Eight at the Fort: a poem
Eight at the Fort
A Harney & Sons tea: eight varieties blended 'harmoniously' for the occasion of Clinton's meeting with G8 leaders in '97. "The Fort" being a restaurant in the Rockies, above Denver. Not a bad etymology for the name of a tea, but it disappoints me, to be honest. For me, "Eight at the Fort" evokes a civil morning's breakfast at a military outpost. Not in a "mess," but perhaps at the officer's club. Or, no, maybe even that formulation is too recent, anachronistic to my thoughts. "The Fort," for me, suggests the gentleman gatherings as Jane Austen imagined them, or Chekov.
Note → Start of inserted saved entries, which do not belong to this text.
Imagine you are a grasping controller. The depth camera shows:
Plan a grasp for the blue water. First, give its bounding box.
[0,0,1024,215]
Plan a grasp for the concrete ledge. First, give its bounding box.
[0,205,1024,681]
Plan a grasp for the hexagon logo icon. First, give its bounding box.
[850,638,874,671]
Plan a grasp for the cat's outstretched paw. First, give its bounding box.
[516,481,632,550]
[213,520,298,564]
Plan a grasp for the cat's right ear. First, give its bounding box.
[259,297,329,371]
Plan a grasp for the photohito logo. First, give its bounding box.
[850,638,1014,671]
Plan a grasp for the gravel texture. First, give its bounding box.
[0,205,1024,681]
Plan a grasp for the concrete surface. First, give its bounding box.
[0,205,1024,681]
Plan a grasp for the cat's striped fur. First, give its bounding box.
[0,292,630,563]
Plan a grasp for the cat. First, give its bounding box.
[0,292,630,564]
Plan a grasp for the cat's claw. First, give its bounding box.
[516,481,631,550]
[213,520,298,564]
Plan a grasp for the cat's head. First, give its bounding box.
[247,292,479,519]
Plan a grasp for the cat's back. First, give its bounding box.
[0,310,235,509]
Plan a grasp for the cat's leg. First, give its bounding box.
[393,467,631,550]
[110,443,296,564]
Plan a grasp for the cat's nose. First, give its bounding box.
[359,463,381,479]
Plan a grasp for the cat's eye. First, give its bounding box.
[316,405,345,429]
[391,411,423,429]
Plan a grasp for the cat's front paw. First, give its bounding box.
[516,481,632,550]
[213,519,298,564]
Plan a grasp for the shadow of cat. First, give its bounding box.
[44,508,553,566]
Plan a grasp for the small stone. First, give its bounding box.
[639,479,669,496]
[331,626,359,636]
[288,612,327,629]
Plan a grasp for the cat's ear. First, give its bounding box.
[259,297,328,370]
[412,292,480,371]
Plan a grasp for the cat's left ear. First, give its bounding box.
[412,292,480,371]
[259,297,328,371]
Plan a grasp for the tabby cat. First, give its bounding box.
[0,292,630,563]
Tolstoy, perhaps. The soldiers and officers of Pride and Prejudice or "The Kiss," or War and Peace. Shakespeare's kings and lords standing on the rise, the morning's battle taking place below. Which is to say that when I drink Eight at the Fort, I feel vaguely martial and literary, connected to a a history that I and others have steeped with other schools of knowledge, and filtered through our imaginations. Having finished my cup, I'm ready to take up my pen, again, and wage literary battle-- or just conduct drills, or do routine cleaning-- prepared for another day, another year, of writing in the trenches.